Frequently Asked Questions

A GBC is a tax-resident entity in Mauritius and has access to the country's full network of Double Taxation Avoidance Agreements. It requires an FSC licence and must meet substance requirements. An Authorised Company (AC), by contrast, is not considered a Mauritius tax resident, it is a non-resident vehicle that cannot benefit from DTAAs and carries a lighter regulatory and cost burden. The appropriate structure depends entirely on whether treaty access is commercially important to the client's objectives.
A GBC is subject to Mauritius corporate income tax at 15% on chargeable income. However, an 80% partial exemption is available on certain categories of qualifying income, including dividends, interest, royalties, and capital gains on shares, reducing the effective rate on those streams to 3%. The GBC files annual corporate tax returns with the Mauritius Revenue Authority and may also have FATCA and CRS reporting obligations depending on its activities and shareholder base.
Yes. A GBC may hold bank accounts both in Mauritius and internationally. In practice, the primary operating account will typically be held with a Mauritian bank, which may also provide multi-currency facilities and international payment capabilities. For certain business models, accounts may additionally be established at reputable international institutions in other jurisdictions, subject to each bank's own acceptance criteria and due diligence requirements.
The FSC requires that a GBC demonstrate genuine substance in Mauritius. This includes: having at least two resident directors who actively participate in board decisions; holding board meetings in Mauritius with appropriate documentation; maintaining accounting records and corporate books in Mauritius; and ensuring that core income-generating activities and key management decisions occur within the jurisdiction. Aurevya's board services and governance practice ensures that all substance obligations are met systematically and documented appropriately.

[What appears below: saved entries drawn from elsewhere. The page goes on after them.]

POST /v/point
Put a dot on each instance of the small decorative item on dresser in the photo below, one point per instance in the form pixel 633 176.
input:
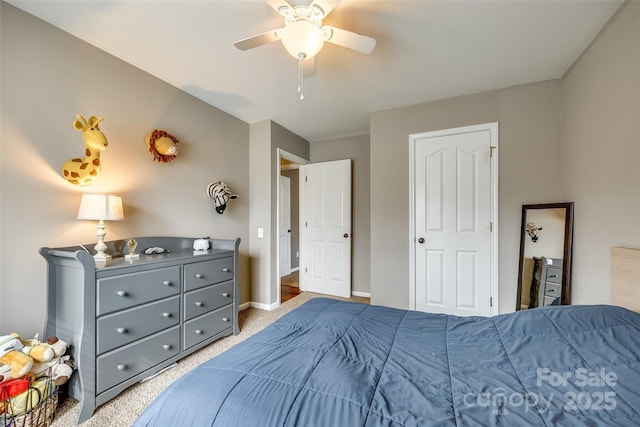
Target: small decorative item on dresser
pixel 201 244
pixel 131 249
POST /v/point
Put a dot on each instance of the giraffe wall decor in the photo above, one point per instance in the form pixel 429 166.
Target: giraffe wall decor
pixel 84 171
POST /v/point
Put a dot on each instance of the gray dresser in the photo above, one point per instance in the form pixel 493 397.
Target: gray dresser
pixel 127 320
pixel 550 291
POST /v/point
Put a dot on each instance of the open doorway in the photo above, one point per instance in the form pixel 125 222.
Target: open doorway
pixel 288 225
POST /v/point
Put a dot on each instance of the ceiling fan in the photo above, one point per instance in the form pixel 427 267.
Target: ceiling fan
pixel 303 34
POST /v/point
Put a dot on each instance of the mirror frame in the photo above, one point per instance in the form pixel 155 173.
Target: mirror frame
pixel 565 297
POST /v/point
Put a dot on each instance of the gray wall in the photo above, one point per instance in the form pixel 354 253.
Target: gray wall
pixel 48 77
pixel 601 151
pixel 266 137
pixel 355 148
pixel 575 139
pixel 529 172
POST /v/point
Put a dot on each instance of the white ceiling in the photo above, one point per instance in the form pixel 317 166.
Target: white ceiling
pixel 426 50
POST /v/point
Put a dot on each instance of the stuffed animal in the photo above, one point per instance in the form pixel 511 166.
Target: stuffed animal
pixel 38 351
pixel 58 346
pixel 11 355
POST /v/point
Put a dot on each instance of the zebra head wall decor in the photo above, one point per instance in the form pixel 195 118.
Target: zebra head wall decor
pixel 532 231
pixel 219 192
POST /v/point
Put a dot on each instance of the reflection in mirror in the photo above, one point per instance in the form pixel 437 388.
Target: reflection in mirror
pixel 544 273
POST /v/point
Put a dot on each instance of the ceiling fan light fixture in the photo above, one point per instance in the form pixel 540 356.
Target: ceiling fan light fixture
pixel 302 39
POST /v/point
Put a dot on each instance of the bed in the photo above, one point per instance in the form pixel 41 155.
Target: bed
pixel 337 363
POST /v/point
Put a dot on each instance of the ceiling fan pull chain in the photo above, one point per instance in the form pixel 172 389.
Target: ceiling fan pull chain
pixel 300 77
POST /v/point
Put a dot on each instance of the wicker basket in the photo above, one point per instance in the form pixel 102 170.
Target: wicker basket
pixel 40 414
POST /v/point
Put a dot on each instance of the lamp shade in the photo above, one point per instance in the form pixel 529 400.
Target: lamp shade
pixel 101 207
pixel 302 39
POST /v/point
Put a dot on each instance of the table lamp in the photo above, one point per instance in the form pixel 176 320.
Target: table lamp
pixel 101 207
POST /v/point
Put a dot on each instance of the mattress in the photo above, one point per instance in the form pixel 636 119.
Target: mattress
pixel 336 363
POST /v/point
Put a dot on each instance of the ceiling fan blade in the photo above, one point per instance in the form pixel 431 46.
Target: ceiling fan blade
pixel 280 6
pixel 257 40
pixel 326 5
pixel 349 39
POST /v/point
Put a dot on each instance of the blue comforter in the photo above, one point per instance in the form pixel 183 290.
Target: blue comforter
pixel 334 363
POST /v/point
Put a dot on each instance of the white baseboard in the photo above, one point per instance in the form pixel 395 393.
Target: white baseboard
pixel 262 306
pixel 361 294
pixel 269 307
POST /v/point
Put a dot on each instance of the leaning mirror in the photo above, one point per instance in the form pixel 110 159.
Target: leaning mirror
pixel 544 273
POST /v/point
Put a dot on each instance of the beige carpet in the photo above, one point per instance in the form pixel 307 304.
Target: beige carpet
pixel 124 409
pixel 290 280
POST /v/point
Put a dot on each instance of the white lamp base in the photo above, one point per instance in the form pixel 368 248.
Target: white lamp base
pixel 100 247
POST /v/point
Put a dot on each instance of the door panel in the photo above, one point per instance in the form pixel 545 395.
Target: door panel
pixel 326 254
pixel 453 201
pixel 284 225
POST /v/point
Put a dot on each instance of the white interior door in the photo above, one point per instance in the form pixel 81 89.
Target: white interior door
pixel 454 202
pixel 284 225
pixel 325 258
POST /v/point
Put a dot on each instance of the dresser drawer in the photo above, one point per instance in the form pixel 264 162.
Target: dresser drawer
pixel 204 273
pixel 207 299
pixel 119 292
pixel 117 329
pixel 552 289
pixel 204 327
pixel 554 275
pixel 120 365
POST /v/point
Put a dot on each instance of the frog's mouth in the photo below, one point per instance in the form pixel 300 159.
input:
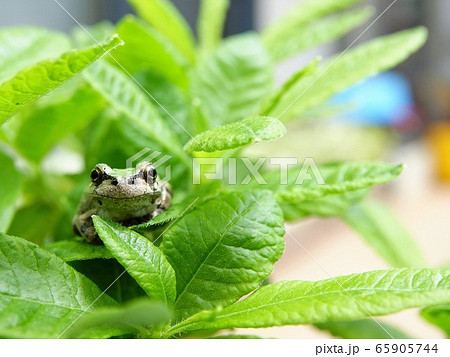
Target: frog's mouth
pixel 122 198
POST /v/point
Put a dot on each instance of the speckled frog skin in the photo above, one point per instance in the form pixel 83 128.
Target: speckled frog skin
pixel 125 196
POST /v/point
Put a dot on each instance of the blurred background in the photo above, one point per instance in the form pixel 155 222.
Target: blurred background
pixel 399 116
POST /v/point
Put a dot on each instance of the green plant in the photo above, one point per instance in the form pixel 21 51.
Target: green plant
pixel 218 242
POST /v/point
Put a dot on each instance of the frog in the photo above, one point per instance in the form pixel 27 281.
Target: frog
pixel 126 196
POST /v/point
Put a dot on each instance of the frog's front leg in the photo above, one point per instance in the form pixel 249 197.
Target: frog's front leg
pixel 163 202
pixel 84 226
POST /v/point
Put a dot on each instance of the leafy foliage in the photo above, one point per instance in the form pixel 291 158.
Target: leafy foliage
pixel 201 264
pixel 223 249
pixel 40 295
pixel 361 329
pixel 390 240
pixel 34 82
pixel 299 302
pixel 143 261
pixel 238 134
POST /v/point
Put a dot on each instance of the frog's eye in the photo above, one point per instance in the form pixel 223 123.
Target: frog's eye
pixel 96 175
pixel 149 173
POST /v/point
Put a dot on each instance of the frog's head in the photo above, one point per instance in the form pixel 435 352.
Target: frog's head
pixel 125 184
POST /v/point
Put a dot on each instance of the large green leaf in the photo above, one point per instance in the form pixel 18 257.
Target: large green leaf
pixel 11 182
pixel 42 128
pixel 21 47
pixel 438 315
pixel 301 15
pixel 302 302
pixel 344 184
pixel 210 24
pixel 145 48
pixel 40 295
pixel 138 317
pixel 238 134
pixel 143 261
pixel 223 249
pixel 173 101
pixel 379 227
pixel 233 81
pixel 129 99
pixel 344 70
pixel 280 92
pixel 164 16
pixel 38 80
pixel 360 329
pixel 317 32
pixel 78 249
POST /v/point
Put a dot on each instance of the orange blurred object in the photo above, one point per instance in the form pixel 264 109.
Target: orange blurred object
pixel 439 139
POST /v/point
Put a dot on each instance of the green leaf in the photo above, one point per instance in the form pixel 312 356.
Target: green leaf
pixel 223 249
pixel 11 182
pixel 101 31
pixel 317 32
pixel 43 127
pixel 129 99
pixel 301 15
pixel 275 98
pixel 211 23
pixel 143 261
pixel 145 48
pixel 379 227
pixel 346 69
pixel 344 184
pixel 110 277
pixel 34 222
pixel 38 80
pixel 172 99
pixel 439 316
pixel 22 47
pixel 140 316
pixel 238 134
pixel 40 295
pixel 235 337
pixel 165 17
pixel 233 81
pixel 78 249
pixel 302 302
pixel 360 329
pixel 338 178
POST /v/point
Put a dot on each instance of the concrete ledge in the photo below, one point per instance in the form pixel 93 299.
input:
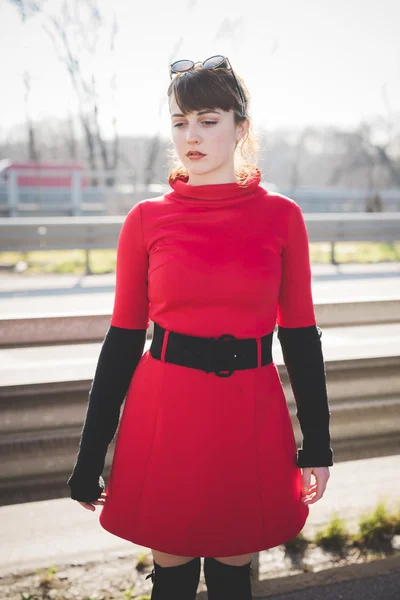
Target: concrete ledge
pixel 81 328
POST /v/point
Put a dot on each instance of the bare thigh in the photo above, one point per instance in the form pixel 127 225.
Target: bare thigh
pixel 170 560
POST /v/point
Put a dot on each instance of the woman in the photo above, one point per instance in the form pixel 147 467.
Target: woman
pixel 205 462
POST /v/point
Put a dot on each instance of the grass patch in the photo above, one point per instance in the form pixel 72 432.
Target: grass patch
pixel 335 537
pixel 103 260
pixel 377 528
pixel 297 545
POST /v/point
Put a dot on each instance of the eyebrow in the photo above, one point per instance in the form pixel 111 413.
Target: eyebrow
pixel 200 112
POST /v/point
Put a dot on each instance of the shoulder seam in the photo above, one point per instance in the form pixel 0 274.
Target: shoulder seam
pixel 141 226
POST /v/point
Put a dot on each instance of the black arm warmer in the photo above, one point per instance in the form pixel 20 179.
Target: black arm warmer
pixel 120 353
pixel 304 361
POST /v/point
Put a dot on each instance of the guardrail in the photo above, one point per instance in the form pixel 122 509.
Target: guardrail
pixel 80 328
pixel 87 233
pixel 40 424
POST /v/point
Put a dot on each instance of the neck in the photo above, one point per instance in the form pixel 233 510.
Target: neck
pixel 213 177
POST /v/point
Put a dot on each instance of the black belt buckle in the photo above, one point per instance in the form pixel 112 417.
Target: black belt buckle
pixel 214 356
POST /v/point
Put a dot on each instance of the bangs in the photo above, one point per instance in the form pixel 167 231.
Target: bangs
pixel 201 89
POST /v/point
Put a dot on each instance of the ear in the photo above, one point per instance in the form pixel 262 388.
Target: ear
pixel 241 129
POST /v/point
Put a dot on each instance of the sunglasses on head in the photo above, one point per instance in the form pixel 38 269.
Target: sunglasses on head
pixel 214 62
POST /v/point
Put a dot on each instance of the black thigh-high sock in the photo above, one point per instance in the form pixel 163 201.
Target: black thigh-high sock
pixel 227 582
pixel 177 583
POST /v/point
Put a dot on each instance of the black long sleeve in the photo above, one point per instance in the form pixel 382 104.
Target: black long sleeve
pixel 120 353
pixel 304 361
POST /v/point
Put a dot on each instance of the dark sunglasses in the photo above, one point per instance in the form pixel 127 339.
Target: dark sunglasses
pixel 214 62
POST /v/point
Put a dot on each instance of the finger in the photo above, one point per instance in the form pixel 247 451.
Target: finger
pixel 317 495
pixel 310 490
pixel 87 505
pixel 306 479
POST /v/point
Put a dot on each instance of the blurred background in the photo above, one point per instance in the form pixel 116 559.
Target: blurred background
pixel 84 135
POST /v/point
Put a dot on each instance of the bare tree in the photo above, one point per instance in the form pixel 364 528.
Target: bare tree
pixel 372 146
pixel 75 31
pixel 33 152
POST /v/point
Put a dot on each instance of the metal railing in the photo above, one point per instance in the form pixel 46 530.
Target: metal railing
pixel 53 233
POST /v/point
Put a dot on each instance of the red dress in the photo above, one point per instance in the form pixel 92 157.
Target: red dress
pixel 206 465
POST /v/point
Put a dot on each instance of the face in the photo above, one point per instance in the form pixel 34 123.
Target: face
pixel 212 134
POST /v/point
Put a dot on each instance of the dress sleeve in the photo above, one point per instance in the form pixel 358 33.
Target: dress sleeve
pixel 295 304
pixel 300 340
pixel 131 302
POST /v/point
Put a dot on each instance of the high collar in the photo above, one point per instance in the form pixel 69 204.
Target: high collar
pixel 215 194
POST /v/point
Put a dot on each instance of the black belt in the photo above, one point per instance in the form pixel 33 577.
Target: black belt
pixel 221 356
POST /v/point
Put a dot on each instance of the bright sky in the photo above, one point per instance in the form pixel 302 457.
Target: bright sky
pixel 305 62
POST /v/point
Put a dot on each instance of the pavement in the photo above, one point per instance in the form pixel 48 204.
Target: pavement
pixel 49 294
pixel 364 581
pixel 39 534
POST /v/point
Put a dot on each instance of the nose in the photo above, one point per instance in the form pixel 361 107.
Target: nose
pixel 193 134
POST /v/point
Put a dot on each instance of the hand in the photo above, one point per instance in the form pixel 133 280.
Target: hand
pixel 313 493
pixel 90 505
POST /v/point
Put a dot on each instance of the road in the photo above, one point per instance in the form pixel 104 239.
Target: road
pixel 37 534
pixel 49 294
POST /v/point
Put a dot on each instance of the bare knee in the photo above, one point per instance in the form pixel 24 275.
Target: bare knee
pixel 170 560
pixel 236 561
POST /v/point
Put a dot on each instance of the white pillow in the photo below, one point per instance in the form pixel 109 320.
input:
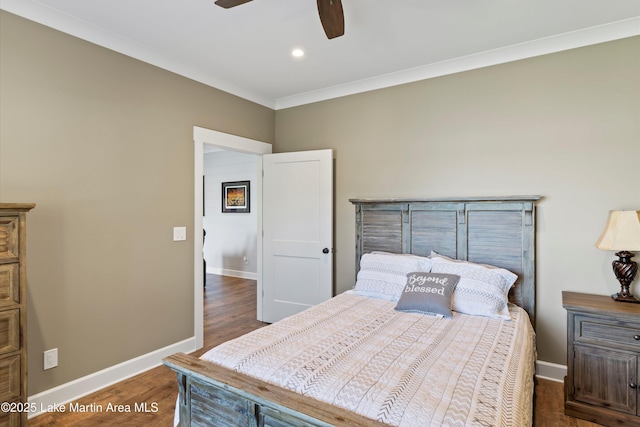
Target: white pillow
pixel 384 275
pixel 482 290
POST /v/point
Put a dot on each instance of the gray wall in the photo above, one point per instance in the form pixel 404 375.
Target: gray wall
pixel 565 126
pixel 103 145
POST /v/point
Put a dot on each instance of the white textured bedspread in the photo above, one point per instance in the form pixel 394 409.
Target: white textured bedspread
pixel 402 369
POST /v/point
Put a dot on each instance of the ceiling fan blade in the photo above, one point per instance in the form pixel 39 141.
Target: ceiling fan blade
pixel 230 3
pixel 332 17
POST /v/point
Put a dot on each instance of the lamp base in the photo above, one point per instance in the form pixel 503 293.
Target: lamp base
pixel 625 298
pixel 625 271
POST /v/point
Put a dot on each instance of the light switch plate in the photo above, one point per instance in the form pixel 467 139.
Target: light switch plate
pixel 179 233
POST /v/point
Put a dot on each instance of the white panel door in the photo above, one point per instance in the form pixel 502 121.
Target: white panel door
pixel 298 232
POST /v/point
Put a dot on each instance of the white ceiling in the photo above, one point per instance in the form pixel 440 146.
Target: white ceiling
pixel 246 50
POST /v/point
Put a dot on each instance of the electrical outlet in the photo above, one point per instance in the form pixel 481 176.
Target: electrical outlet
pixel 51 358
pixel 179 233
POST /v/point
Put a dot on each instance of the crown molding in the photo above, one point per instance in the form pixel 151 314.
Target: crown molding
pixel 557 43
pixel 49 17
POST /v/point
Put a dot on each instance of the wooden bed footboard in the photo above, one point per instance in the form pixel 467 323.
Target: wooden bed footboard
pixel 211 395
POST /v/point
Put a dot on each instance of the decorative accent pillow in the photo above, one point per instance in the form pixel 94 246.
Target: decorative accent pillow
pixel 428 293
pixel 482 290
pixel 383 275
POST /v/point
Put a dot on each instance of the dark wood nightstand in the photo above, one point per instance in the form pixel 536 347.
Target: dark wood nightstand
pixel 603 358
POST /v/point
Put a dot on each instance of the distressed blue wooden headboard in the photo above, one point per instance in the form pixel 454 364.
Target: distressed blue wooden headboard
pixel 498 231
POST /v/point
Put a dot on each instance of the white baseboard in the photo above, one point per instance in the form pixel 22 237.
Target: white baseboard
pixel 232 273
pixel 76 389
pixel 550 371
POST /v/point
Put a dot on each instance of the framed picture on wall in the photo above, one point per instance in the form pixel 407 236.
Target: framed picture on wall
pixel 235 197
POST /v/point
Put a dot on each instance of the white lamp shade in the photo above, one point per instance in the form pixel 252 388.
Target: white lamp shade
pixel 622 232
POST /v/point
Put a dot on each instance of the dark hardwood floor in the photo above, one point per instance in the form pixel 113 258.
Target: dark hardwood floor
pixel 230 307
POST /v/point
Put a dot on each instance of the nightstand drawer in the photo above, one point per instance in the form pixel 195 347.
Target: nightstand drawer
pixel 9 243
pixel 9 284
pixel 9 331
pixel 596 330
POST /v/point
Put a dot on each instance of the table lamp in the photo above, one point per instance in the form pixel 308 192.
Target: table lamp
pixel 622 234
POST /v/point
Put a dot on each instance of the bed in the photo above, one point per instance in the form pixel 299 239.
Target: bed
pixel 377 355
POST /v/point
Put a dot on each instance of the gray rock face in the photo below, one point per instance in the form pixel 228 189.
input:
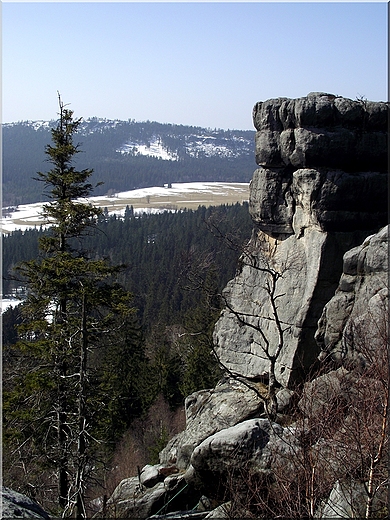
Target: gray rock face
pixel 360 303
pixel 15 505
pixel 132 500
pixel 251 446
pixel 321 189
pixel 207 412
pixel 321 130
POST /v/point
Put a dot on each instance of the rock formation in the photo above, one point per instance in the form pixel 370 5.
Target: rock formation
pixel 310 292
pixel 320 189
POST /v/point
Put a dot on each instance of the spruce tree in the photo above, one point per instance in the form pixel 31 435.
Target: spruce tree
pixel 73 304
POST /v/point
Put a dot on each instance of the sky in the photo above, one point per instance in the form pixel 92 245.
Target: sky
pixel 202 64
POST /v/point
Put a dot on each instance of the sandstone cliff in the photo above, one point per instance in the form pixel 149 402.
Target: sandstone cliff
pixel 320 189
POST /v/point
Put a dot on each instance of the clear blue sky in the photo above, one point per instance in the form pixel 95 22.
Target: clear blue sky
pixel 203 64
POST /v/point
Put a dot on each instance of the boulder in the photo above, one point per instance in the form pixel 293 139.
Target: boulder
pixel 15 505
pixel 346 500
pixel 321 130
pixel 250 446
pixel 207 412
pixel 151 475
pixel 132 500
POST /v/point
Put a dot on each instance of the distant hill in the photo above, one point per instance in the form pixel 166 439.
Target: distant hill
pixel 127 155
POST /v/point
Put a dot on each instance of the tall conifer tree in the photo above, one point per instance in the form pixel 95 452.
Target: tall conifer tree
pixel 73 304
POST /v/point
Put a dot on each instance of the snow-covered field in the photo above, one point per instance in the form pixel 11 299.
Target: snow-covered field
pixel 147 200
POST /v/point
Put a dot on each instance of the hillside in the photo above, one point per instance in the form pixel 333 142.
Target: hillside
pixel 127 155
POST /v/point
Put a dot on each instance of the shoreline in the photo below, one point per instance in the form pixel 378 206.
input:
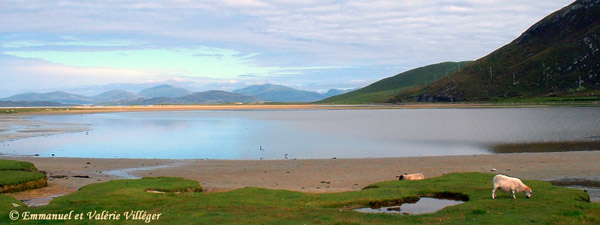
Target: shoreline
pixel 66 175
pixel 227 107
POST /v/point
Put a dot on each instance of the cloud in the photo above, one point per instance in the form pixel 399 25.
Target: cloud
pixel 301 41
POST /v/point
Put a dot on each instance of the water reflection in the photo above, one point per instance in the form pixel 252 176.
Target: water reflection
pixel 309 133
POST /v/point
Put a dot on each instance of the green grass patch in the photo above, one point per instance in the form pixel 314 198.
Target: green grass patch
pixel 549 204
pixel 19 176
pixel 13 177
pixel 16 165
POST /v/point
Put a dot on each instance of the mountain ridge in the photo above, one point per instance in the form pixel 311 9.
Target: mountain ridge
pixel 556 56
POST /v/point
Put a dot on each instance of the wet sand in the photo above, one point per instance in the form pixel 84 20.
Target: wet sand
pixel 18 127
pixel 315 175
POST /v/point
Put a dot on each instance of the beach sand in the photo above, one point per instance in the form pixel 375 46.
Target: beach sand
pixel 312 175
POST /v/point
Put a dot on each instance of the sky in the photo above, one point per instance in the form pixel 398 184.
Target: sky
pixel 87 47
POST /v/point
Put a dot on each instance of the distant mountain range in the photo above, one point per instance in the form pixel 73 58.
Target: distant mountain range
pixel 167 94
pixel 280 93
pixel 385 89
pixel 165 90
pixel 206 97
pixel 556 57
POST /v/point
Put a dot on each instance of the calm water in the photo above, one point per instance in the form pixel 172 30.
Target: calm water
pixel 309 133
pixel 424 205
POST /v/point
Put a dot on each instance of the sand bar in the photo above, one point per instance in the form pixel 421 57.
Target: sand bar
pixel 311 175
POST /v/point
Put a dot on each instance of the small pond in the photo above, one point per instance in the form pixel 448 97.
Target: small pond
pixel 423 206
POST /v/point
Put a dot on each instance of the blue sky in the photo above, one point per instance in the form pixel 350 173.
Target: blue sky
pixel 87 47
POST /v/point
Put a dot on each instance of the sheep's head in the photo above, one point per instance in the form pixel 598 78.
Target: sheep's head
pixel 528 192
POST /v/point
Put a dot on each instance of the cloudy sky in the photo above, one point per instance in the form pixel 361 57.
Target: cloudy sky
pixel 90 46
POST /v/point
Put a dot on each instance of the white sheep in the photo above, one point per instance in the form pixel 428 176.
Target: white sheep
pixel 506 184
pixel 414 176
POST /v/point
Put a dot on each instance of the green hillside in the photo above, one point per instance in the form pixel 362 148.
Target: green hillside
pixel 381 91
pixel 557 57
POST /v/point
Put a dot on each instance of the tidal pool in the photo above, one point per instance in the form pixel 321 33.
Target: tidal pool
pixel 423 206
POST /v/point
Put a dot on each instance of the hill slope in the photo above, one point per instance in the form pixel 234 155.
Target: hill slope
pixel 552 58
pixel 381 91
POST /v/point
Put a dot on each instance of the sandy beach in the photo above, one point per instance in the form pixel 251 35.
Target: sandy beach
pixel 316 175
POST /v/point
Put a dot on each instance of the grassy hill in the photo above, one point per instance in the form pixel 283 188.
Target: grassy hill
pixel 381 91
pixel 556 57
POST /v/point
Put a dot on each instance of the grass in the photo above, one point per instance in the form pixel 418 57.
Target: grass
pixel 14 177
pixel 549 204
pixel 16 165
pixel 19 176
pixel 385 89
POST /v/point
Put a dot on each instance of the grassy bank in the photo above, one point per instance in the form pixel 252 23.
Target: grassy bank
pixel 19 176
pixel 180 204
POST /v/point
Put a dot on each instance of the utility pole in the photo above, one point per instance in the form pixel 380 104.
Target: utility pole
pixel 514 82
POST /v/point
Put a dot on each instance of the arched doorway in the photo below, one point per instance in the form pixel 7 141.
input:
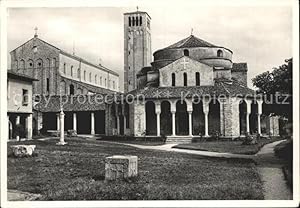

From the point of engagement, the typical timeline to a fully licensed and banked GBC is 8–12 weeks. Company incorporation takes 5–7 business days; the FSC licence application typically requires 4–6 weeks for processing; and banking establishment adds a further 4–10 weeks depending on the institution and the completeness of the client's KYC documentation. Aurevya's streamlined process and established relationships compress these timelines wherever possible.